That’s the question older students say they hear often: What are you going to do with your education? Everyone has a different answer. As a volunteer at Mount Cuba Astronomical Observatory, Kerschen wants to share his knowledge of the stars with others. Illes is writing mystery novels.

For some, UD courses provide a job-related education. Melissa Bordley, 66, earned her Paralegal Certificate—through UD’s Professional and Continuing Studies (PCS), which isn’t eligible for the Over 60 benefit—so she’d be more efficient and capable in her job at a civil law firm.

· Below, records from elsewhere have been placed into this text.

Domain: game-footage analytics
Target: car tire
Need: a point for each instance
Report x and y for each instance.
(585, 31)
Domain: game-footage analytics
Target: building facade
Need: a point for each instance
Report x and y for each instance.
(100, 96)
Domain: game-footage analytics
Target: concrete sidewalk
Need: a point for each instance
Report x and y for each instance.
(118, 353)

Her criminal justice courses fascinated her, though, so she’s now considering a bachelor’s in that field.

“I’m only 66, so I can do four years,” she says.

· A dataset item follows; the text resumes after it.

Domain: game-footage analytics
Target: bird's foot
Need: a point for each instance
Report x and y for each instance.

“Ever since I could talk, I’ve always asked, ‘Why?’” says longtime OLLI member and instructor Claire Sullivan, pictured here on her 94th birthday.

Rob McKennett, 70, retired from the healthcare industry several years ago and is now earning a PCS certificate in Instructional Design, which is helping him develop the science courses he teaches at Delaware State University.

“Learning is my hobby,” says McKennett, who has three master’s degrees and has taken hundreds of courses over the years, mostly because they just interested him. “If I had enough time left in my life, I’d go back and get another master’s in the science of learning.”

Simply the joy of learning—and doing so with others—is what brings many older students to the classroom. That’s the motivation for the roughly 2,400 members of UD’s Osher Lifelong Learning Institute (OLLI), who can teach or take course in everything from American art to thermodynamics and myriad other topics. UD’s program—offered online and in person in Wilmington, Dover, Lewes and Ocean View—is one of the largest among the 125 Osher institutes at colleges and universities nationwide.

“I’m a passionately curious individual,” says Claire Sullivan, 94, a long-time OLLI member who has taken or taught courses in a variety of topics, such as immigration, the Founding Fathers and recent Supreme Court decisions. “Ever since I could talk, I’ve always asked, ‘Why?’”

Helping students find answers is UD’s mission, no matter the age of the person asking the questions.